After the mayoral election, the Los Angeles City Council, at the request of the city's Ethics Commission, passed an emergency ordinance requiring political parties to file new membership communication reports.
The Democratic and Republican parties complied under protest, but both have threatened to sue, contending that state law trumps local law in the regulation of statewide political committees.
After a hearing on the matter, the FPPC decided that state law preempts the local ordinance. We did so not because we are "anti-disclosure" or a "tool for the major political parties," as some have alleged, but because this is a matter of statewide concern. Solving the problem in Los Angeles will do nothing to help voters in other cities.
State law recognizes that Los Angeles and other cities must be allowed to enact campaign finance laws tailored to the unique aspects of their local elections. But there are shortcomings in this system. For example, committees that are active on a statewide basis, such as those concerned with environmental issues or taxpayer rights, could be asked to file reports with dozens of local agencies with vastly different criteria.

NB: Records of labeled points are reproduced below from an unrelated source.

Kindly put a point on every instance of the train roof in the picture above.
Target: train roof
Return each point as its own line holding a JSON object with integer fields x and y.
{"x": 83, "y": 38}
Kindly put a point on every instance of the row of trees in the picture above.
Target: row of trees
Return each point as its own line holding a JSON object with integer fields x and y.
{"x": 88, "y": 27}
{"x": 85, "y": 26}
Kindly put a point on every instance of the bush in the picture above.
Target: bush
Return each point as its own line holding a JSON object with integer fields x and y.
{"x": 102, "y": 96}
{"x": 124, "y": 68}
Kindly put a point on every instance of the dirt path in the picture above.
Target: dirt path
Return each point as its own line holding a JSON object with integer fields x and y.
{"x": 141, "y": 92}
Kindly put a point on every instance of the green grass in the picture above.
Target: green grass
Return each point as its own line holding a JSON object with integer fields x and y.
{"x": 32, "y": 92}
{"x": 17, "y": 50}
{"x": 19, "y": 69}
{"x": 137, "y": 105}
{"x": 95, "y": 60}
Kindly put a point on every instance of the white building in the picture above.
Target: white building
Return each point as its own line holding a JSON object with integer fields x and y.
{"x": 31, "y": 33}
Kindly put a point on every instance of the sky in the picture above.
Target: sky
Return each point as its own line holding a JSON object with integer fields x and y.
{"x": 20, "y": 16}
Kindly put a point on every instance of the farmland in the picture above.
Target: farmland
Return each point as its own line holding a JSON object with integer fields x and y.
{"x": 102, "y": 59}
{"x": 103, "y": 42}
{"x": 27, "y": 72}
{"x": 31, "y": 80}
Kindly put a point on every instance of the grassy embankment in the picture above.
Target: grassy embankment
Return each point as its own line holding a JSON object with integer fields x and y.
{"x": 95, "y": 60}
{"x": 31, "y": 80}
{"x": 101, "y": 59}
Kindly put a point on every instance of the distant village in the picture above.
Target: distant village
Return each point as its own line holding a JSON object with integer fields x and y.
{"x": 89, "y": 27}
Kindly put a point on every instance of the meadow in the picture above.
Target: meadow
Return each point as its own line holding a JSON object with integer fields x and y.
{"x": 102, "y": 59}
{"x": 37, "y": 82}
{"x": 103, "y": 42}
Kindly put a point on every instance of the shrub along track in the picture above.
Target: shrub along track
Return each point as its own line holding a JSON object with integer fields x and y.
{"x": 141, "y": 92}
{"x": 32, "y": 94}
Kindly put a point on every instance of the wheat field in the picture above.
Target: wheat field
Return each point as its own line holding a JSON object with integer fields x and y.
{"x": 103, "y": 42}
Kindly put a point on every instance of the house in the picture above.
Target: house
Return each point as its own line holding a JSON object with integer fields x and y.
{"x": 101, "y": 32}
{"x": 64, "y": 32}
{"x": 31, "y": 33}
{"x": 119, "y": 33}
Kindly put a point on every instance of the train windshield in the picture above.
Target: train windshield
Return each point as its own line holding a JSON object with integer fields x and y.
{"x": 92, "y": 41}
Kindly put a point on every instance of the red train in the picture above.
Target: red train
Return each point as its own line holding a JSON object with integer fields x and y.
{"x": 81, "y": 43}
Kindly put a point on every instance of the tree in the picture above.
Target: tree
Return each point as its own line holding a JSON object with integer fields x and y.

This complex overlay of state and local laws causes problems not just for the committees but also for the FPPC's efforts to enforce and interpret the state law. In 1985, the commission supported legislation that put statewide political committees under our jurisdiction. Committees also must file additional preelection reports when they become active in local elections.
For 16 years, the state law worked to give voters timely and accurate information on last-minute campaign spending by the political parties.
Senate Bill 34, which passed 37-0 in the state Senate and is nearing a final vote in the Assembly, would reenact the same reporting requirements that worked so well for so long.This bill, which is supported by Common Cause and the League of Women Voters, should solve the problems with unreported party expenditures in Los Angeles and prevent similar problems from occurring in other California cities.
Both the FPPC and the city Ethics Commission believe fervently in the power of campaign finance disclosure. We are working together to pave the way for a system of statewide electronic disclosure that will increase the accessibility of information in all state and local elections.
The current dispute should be quickly resolved so we can continue to focus our collective efforts on positive reforms.